(Há nove anos, o lema “bandido bom é bandido morto” era acatado com todo o empenho de sua força midiática pelo Grupo Globo. A Extrema-direita ainda estava no forno, mas havia quem estava lhe preparando o caminho para a uma chegada triunfal.)
2 de abril de 2015
- A cobertura é feita de modo a tornar natural o que deveria ser repudiado.
- Hoje na Tijuca, numa rua de comércio intenso, uma mulher foi morta, atingida por um tiro.
- Causa: um vigilante, ao ver o que parecia ser um roubo de um cordão de uma senhora, atirou na direção dos dois assaltantes, provocando uma troca de tiros.
- Uma mulher foi morta por causa de um cordão!
- O Jornal Nacional tratou do fato como se legítima fosse a “reação” do vigilante.

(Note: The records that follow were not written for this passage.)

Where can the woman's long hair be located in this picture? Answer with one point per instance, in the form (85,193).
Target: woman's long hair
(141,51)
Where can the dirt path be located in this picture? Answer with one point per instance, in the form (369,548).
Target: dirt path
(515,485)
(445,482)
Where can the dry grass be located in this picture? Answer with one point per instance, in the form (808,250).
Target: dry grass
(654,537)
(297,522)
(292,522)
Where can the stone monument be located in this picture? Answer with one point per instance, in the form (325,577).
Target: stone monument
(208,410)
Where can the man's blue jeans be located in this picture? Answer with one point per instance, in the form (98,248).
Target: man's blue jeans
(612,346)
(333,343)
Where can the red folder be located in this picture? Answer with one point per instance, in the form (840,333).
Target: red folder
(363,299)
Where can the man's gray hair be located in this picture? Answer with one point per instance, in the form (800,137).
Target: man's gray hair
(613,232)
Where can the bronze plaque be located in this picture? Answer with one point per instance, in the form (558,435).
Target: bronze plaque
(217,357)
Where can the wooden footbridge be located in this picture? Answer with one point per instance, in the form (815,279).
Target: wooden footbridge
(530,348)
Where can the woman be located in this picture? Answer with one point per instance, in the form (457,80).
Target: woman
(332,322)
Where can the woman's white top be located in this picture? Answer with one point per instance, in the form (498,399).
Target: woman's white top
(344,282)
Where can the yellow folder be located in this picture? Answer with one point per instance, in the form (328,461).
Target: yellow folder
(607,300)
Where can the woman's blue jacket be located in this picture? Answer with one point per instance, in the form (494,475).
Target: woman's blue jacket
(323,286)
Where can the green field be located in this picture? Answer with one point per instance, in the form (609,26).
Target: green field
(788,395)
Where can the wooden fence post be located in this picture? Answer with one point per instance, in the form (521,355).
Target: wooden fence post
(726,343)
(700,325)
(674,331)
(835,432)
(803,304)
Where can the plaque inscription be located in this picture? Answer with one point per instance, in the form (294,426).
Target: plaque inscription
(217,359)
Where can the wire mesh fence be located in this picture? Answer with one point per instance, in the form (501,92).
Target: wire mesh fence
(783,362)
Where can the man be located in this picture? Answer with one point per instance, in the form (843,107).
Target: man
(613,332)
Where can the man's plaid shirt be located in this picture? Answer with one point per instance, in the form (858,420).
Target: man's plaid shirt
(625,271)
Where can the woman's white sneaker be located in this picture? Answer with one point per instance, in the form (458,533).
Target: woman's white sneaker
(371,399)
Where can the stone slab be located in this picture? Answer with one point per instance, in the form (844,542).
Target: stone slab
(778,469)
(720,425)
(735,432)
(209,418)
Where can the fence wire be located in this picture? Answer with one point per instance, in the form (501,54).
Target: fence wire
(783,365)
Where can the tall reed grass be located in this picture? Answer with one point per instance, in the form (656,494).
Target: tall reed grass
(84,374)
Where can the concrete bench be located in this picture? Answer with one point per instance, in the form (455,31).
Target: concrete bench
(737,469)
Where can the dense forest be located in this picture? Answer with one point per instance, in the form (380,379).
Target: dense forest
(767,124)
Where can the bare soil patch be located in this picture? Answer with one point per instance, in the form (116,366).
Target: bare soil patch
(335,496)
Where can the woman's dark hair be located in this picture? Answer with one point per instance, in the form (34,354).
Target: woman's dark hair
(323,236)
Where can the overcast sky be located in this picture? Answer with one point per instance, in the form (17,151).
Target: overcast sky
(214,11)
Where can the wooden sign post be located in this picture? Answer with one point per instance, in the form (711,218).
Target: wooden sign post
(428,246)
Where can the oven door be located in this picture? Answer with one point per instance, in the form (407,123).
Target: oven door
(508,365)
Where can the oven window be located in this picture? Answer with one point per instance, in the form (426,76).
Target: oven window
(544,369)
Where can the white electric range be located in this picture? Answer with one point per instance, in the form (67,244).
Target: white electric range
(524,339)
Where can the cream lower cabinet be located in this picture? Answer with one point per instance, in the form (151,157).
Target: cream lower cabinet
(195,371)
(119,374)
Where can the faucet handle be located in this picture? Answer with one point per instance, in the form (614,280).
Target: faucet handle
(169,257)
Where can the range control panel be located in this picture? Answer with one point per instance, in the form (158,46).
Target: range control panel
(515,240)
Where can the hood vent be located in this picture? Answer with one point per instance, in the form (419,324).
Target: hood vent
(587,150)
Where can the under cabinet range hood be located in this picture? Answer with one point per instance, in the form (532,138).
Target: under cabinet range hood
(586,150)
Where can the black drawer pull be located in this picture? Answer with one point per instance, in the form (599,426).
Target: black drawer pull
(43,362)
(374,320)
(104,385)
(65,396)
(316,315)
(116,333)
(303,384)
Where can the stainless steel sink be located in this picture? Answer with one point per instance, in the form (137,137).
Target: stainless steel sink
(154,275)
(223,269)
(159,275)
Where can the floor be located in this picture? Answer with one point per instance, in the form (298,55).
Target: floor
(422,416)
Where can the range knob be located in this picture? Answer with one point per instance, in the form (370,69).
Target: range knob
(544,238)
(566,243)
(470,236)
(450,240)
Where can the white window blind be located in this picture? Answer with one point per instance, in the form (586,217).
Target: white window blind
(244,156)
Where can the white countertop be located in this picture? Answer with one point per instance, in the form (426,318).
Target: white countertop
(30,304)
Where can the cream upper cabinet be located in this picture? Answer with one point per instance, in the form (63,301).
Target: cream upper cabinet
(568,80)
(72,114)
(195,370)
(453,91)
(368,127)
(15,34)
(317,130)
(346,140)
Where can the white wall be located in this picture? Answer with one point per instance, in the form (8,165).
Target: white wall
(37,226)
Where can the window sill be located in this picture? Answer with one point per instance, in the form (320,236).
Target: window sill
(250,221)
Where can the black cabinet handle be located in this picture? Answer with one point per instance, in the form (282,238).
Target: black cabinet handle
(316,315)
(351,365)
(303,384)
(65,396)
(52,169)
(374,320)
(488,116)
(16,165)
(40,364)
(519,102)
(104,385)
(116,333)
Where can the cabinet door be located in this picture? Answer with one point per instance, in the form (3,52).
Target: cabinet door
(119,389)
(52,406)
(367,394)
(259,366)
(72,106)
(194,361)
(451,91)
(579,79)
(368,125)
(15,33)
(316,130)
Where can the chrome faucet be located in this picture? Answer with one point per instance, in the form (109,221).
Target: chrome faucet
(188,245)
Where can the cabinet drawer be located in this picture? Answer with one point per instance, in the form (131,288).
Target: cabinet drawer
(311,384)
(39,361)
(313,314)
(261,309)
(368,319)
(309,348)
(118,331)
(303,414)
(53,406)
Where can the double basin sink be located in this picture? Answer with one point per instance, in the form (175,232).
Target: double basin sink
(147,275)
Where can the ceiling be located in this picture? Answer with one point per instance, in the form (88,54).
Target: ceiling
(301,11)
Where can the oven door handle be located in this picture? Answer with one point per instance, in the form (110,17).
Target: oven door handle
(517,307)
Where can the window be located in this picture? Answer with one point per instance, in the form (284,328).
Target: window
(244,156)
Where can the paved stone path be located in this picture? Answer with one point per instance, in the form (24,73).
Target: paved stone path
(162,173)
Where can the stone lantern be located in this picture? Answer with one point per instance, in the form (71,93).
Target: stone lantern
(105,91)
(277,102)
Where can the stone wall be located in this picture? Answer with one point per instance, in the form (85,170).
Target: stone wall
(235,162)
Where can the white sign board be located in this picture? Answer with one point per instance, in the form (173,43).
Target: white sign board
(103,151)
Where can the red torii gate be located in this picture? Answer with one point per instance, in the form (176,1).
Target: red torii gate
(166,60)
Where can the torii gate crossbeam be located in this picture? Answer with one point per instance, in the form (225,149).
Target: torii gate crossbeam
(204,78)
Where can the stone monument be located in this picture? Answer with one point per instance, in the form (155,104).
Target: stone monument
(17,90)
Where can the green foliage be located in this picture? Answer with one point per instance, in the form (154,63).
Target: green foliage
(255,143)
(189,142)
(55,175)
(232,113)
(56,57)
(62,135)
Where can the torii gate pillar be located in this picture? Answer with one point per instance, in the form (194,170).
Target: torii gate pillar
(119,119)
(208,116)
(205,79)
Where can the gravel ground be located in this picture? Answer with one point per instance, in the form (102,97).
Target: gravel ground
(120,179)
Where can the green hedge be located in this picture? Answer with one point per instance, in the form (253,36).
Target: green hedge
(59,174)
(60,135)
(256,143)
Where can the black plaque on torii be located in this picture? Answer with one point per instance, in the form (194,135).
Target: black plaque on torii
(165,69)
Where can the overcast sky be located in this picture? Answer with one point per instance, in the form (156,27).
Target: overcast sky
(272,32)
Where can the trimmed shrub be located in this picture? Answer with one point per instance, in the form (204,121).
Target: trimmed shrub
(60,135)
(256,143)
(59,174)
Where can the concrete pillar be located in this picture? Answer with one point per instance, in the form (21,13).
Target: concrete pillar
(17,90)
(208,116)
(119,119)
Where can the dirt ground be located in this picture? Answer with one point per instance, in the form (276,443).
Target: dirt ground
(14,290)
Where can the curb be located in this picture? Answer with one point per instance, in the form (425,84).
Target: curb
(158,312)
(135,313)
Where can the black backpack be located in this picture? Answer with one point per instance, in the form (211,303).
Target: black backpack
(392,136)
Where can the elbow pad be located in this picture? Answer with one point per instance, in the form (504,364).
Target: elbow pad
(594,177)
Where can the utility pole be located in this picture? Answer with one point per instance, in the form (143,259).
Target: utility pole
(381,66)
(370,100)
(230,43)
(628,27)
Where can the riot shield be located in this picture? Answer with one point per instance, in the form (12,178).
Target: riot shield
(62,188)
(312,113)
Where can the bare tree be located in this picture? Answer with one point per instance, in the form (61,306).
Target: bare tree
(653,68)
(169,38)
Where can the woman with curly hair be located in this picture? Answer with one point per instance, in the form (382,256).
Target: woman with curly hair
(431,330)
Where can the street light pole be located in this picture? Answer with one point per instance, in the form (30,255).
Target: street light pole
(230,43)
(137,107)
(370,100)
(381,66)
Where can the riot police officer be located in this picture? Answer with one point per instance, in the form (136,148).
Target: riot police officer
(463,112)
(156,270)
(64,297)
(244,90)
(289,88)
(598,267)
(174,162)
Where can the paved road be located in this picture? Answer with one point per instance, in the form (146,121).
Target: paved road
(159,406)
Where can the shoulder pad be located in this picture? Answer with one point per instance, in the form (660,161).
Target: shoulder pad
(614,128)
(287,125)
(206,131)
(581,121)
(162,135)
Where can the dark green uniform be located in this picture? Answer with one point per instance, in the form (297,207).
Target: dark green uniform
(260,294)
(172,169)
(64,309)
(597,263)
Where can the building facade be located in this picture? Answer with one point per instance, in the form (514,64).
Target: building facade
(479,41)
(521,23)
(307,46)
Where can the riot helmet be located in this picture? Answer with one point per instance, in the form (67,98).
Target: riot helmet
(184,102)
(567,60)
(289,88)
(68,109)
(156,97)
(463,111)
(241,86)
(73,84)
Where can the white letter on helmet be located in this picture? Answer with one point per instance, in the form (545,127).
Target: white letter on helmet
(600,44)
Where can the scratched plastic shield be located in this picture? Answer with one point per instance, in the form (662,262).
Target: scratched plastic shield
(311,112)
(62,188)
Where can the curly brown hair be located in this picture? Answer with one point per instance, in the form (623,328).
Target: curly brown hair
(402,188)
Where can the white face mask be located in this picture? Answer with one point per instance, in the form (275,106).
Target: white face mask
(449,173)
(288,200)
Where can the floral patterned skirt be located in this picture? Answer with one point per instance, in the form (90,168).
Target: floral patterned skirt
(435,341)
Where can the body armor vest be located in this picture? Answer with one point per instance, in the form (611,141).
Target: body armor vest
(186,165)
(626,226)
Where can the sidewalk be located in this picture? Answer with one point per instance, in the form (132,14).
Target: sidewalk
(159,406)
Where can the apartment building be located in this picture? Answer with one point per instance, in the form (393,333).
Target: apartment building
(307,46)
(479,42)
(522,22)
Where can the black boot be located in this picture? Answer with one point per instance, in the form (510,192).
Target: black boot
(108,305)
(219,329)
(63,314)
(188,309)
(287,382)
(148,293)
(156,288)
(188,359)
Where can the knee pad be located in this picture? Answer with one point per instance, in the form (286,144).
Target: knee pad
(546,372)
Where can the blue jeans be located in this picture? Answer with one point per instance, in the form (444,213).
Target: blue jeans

- Caso eles tivessem interesse em mostrar que este absurdo é um absurdo, teriam entrevistado alguém da família da morta, para dar um rosto à vítima, humanizando-a. Além de identificar o vigilante e a empresa de quem é funcionário.
- Também teriam entrevistado os donos da empresa de segurança e teriam certamente lhes perguntado se é norma da empresa orientar seus empregados a atirar em suspeitos de assalto.
- Teriam ouvido também a opinião de “especialistas”, como soe acontecer quando é de seu interesse, condenando esta prática.
Sem falar na palavra oficial de um representante da lei, repudiando o fato. - Mas nada, ficaram na deles, só naturalizando a barbárie. Cúmplices, portanto…
- Caso fossem sérios, o JN teria noticiado o seguinte: vigilante irresponsável provoca tiroteio que causa morte de uma mulher em rua movimentada da Tijuca.
- E fariam uma série de reportagens acerca do treinamento destes vigilantes, atentos para a ideologia que está por trás.